The renal actions of parathyroid hormone (PTH) promote 1,25-vitamin D generation; however, the signaling mechanisms that control PTH-dependent vitamin D activation remain unknown. Here, we demonstrated that salt-inducible kinases (SIKs) orchestrated renal 1,25-vitamin D production downstream of PTH signaling. PTH inhibited SIK cellular activity by cAMP-dependent PKA phosphorylation. Whole-tissue and single-cell transcriptomics demonstrated that both PTH and pharmacologic SIK inhibitors regulated a vitamin D gene module in the proximal tubule. SIK inhibitors increased 1,25-vitamin D production and renal
Cyp27b1
mRNA expression in mice and in human embryonic stem cell–derived kidney organoids.

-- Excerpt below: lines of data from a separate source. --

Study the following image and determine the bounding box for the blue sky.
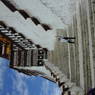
[0,58,60,95]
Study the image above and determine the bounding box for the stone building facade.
[49,0,95,94]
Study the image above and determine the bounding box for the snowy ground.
[0,58,60,95]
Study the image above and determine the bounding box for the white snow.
[9,0,65,29]
[40,0,77,25]
[0,1,56,50]
[13,66,52,78]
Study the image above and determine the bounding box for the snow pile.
[0,57,60,95]
[0,1,56,50]
[9,0,65,29]
[40,0,77,25]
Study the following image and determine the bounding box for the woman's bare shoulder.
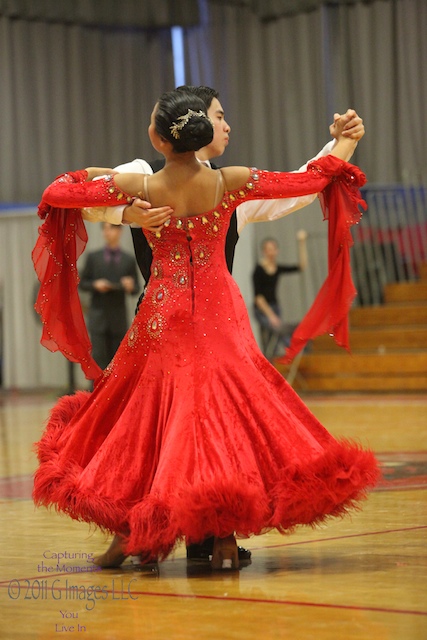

Global- and kidney-specific
Sik2/Sik3
mutant mice showed
Cyp27b1
upregulation, elevated serum 1,25-vitamin D, and PTH-independent hypercalcemia. The SIK substrate CRTC2 showed PTH and SIK inhibitor–inducible binding to key
Cyp27b1
regulatory enhancers in the kidney, which were also required for SIK inhibitors to increase
Cyp27b1
in vivo. Finally, in a podocyte injury model of chronic kidney disease–mineral bone disorder (CKD-MBD), SIK inhibitor treatment stimulated renal
Cyp27b1
expression and 1,25-vitamin D production. Together, these results demonstrated a PTH/SIK/CRTC signaling axis in the kidney that controls
Cyp27b1
expression and 1,25-vitamin D synthesis. These findings indicate that SIK inhibitors might be helpful for stimulation of 1,25-vitamin D production in CKD-MBD.